Bénin / l’Affaire Rebecca Dossou relance le débat sur la sécurité des accouchements et les responsabilités médicales en Afrique
La mort de Rebecca Dossou, survenue en décembre 2025
après une césarienne au Centre hospitalier universitaire départemental de
l’Ouémé (CHUD Ouémé) à Porto-Novo, continue de susciter émotion et débats au Bénin.

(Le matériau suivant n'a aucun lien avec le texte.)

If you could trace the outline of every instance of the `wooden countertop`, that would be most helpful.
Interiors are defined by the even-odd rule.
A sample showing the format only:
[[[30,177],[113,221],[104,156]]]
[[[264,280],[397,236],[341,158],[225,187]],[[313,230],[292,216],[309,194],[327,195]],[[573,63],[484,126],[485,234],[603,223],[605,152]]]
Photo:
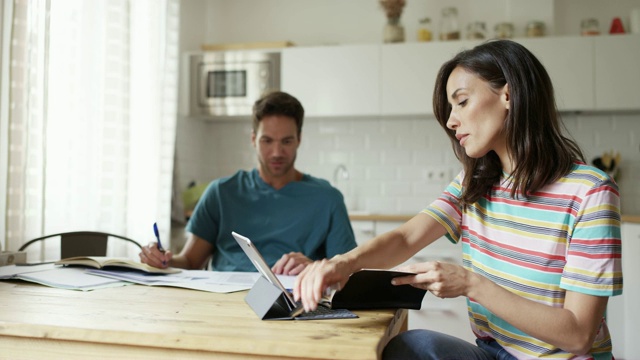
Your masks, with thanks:
[[[262,321],[246,291],[131,285],[94,291],[1,281],[0,358],[376,359],[407,310]]]
[[[414,217],[413,215],[392,215],[392,214],[349,214],[352,221],[390,221],[405,222]],[[640,224],[640,215],[622,215],[622,222]]]

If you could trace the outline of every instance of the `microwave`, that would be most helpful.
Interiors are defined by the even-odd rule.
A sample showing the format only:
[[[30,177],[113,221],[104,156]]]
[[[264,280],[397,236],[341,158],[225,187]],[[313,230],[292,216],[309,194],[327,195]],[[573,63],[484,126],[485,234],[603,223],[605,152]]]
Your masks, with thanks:
[[[225,51],[190,55],[190,115],[251,115],[264,93],[280,89],[280,53]]]

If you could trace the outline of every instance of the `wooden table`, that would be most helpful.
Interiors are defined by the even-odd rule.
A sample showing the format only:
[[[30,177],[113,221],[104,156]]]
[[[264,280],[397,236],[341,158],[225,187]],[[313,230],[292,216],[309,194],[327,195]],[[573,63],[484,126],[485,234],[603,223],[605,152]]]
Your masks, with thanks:
[[[375,359],[406,328],[406,310],[262,321],[245,295],[142,285],[80,292],[1,281],[0,357]]]

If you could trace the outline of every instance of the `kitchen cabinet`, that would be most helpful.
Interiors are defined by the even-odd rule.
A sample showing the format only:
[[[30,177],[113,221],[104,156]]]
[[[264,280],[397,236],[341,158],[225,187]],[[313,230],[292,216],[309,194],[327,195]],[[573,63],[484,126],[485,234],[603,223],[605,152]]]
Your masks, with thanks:
[[[474,41],[386,44],[381,47],[382,114],[433,114],[433,87],[442,64]]]
[[[528,38],[516,41],[536,55],[547,69],[558,109],[576,111],[595,108],[593,38]]]
[[[636,359],[640,354],[640,224],[622,224],[622,295],[609,299],[607,324],[613,341],[613,355],[618,360]]]
[[[640,109],[640,35],[594,38],[596,107]]]
[[[371,238],[391,231],[403,222],[397,221],[351,221],[356,242],[361,245]],[[406,263],[443,261],[462,265],[462,248],[446,238],[421,250]],[[427,293],[420,310],[409,310],[409,329],[430,329],[462,338],[473,343],[475,336],[469,326],[467,301],[464,297],[440,299]]]
[[[594,109],[593,39],[558,37],[516,41],[534,53],[547,69],[560,110]],[[433,88],[438,70],[459,51],[478,44],[478,41],[448,41],[383,45],[382,114],[433,114]]]
[[[640,109],[640,35],[514,39],[547,69],[562,111]],[[282,88],[308,116],[433,115],[442,64],[478,41],[287,48]]]
[[[284,49],[281,83],[307,116],[379,115],[380,46]]]

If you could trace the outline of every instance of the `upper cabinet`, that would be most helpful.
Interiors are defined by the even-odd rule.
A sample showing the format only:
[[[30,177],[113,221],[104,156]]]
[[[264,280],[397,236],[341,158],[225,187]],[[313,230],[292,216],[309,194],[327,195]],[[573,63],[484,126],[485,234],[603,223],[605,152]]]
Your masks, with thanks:
[[[640,35],[515,39],[545,66],[561,111],[637,110]],[[309,116],[433,115],[438,70],[477,41],[288,48],[283,90]]]
[[[640,108],[640,35],[612,35],[595,40],[596,107]]]
[[[282,90],[307,116],[380,114],[380,46],[345,45],[282,51]]]
[[[433,87],[440,66],[475,42],[382,45],[382,114],[433,114]]]
[[[558,109],[595,109],[592,37],[517,39],[549,73]]]

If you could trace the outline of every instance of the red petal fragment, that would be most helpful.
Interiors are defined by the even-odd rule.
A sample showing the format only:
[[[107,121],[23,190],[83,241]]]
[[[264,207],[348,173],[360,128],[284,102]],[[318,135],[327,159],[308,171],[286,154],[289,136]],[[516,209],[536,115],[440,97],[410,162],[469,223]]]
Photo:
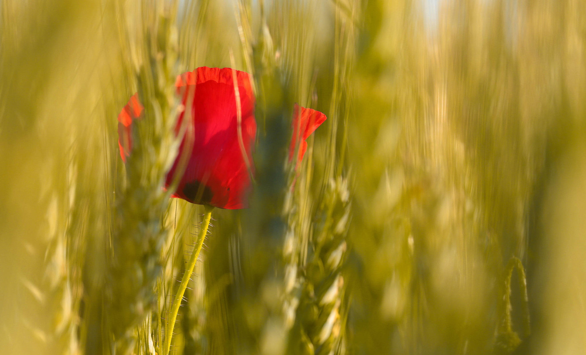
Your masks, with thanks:
[[[326,118],[326,115],[319,111],[306,108],[297,104],[295,104],[293,108],[293,122],[292,124],[293,136],[289,147],[289,162],[293,160],[295,147],[298,144],[297,164],[301,162],[303,156],[307,150],[307,142],[305,140],[320,125],[323,123]],[[301,132],[301,135],[299,134],[300,132]]]
[[[140,118],[144,108],[138,100],[138,94],[135,93],[118,115],[118,146],[124,162],[132,149],[132,121]]]

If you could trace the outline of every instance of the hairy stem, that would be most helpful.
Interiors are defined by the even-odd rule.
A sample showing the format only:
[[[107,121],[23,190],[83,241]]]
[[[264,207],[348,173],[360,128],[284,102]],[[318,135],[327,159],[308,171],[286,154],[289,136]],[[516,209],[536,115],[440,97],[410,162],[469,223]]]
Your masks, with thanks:
[[[175,327],[175,320],[177,320],[177,313],[179,310],[179,306],[181,305],[181,300],[183,299],[183,294],[185,293],[185,289],[187,288],[187,284],[189,282],[191,275],[193,272],[193,268],[195,267],[195,263],[197,261],[199,256],[199,252],[202,251],[202,247],[203,246],[203,241],[206,240],[206,235],[207,234],[207,227],[210,226],[210,220],[212,219],[212,210],[213,207],[206,205],[206,213],[203,216],[203,225],[200,230],[199,238],[193,249],[193,252],[191,254],[191,258],[189,259],[189,263],[187,265],[185,272],[181,279],[181,283],[179,284],[179,288],[177,290],[177,294],[175,295],[175,299],[173,302],[173,308],[171,309],[169,322],[167,325],[166,331],[166,336],[165,337],[165,354],[168,355],[169,350],[171,348],[171,340],[173,338],[173,329]]]

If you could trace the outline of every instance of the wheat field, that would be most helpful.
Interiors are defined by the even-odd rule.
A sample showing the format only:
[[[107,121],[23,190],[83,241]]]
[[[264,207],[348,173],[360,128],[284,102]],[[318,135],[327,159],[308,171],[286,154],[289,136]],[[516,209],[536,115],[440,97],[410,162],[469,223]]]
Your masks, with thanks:
[[[0,353],[586,354],[583,0],[0,15]],[[162,188],[202,66],[249,74],[257,127],[250,207],[207,230]],[[328,118],[292,168],[295,103]]]

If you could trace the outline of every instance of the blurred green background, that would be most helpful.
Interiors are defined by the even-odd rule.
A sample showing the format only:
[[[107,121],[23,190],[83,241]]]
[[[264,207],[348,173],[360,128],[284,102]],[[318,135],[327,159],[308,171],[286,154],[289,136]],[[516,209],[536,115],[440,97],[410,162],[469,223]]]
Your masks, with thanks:
[[[202,66],[254,78],[257,176],[250,209],[212,214],[172,353],[586,353],[583,0],[0,15],[2,354],[162,353],[203,211],[161,189],[173,83]],[[294,185],[294,103],[328,120]]]

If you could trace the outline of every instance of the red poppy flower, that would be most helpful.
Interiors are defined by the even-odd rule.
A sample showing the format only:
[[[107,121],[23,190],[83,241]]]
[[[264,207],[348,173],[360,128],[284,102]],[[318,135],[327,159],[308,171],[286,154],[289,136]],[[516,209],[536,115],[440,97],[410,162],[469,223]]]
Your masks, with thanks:
[[[186,108],[179,115],[175,132],[180,131],[186,114],[189,115],[188,124],[191,125],[167,173],[165,187],[173,182],[176,172],[184,170],[173,197],[222,209],[246,208],[256,135],[254,95],[248,73],[231,68],[201,67],[178,77],[175,86]],[[127,107],[132,107],[135,96]],[[125,154],[130,154],[120,143],[125,136],[122,134],[118,138],[123,160]],[[190,152],[184,152],[190,145]],[[189,154],[186,164],[180,169],[185,153]]]
[[[307,150],[306,139],[325,120],[326,115],[319,111],[295,104],[293,108],[293,137],[289,147],[289,162],[293,160],[296,148],[298,149],[297,165],[301,162]]]
[[[135,94],[118,115],[118,146],[120,148],[120,156],[124,162],[132,149],[132,120],[140,118],[143,108],[138,100],[138,94]]]

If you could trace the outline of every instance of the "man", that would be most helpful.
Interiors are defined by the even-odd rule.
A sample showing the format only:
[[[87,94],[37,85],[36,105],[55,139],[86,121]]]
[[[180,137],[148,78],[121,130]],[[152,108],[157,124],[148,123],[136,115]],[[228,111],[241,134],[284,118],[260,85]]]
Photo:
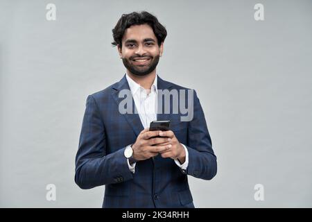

L’affaire, largement relayée dans l’opinion publique, a conduit à l’ouverture
d’une procédure judiciaire contre plusieurs agents de santé, accusés de
négligence dans la prise en charge de la patiente.
Une césarienne suivie de
complications
Selon les éléments rendus publics par la famille,
Rebecca Dossou, âgée d’une trentaine d’années, a été admise au CHUD Ouémé pour
un accouchement nécessitant une césarienne. L’intervention chirurgicale aurait
été pratiquée normalement, mais des complications seraient apparues peu après
l’opération.
La jeune mère aurait notamment souffert d’une hémorragie
post-partum, une complication obstétricale grave qui peut survenir après
l’accouchement. Malgré les tentatives de prise en charge, elle est finalement
décédée, provoquant une vive indignation au sein de sa famille et sur les
réseaux sociaux.
Une affaire portée devant la
justice
Face aux accusations de négligence médicale, le
dossier a été transmis au Tribunal de première instance de Porto‑Novo. Quatre
agents de santé ont été poursuivis dans cette affaire.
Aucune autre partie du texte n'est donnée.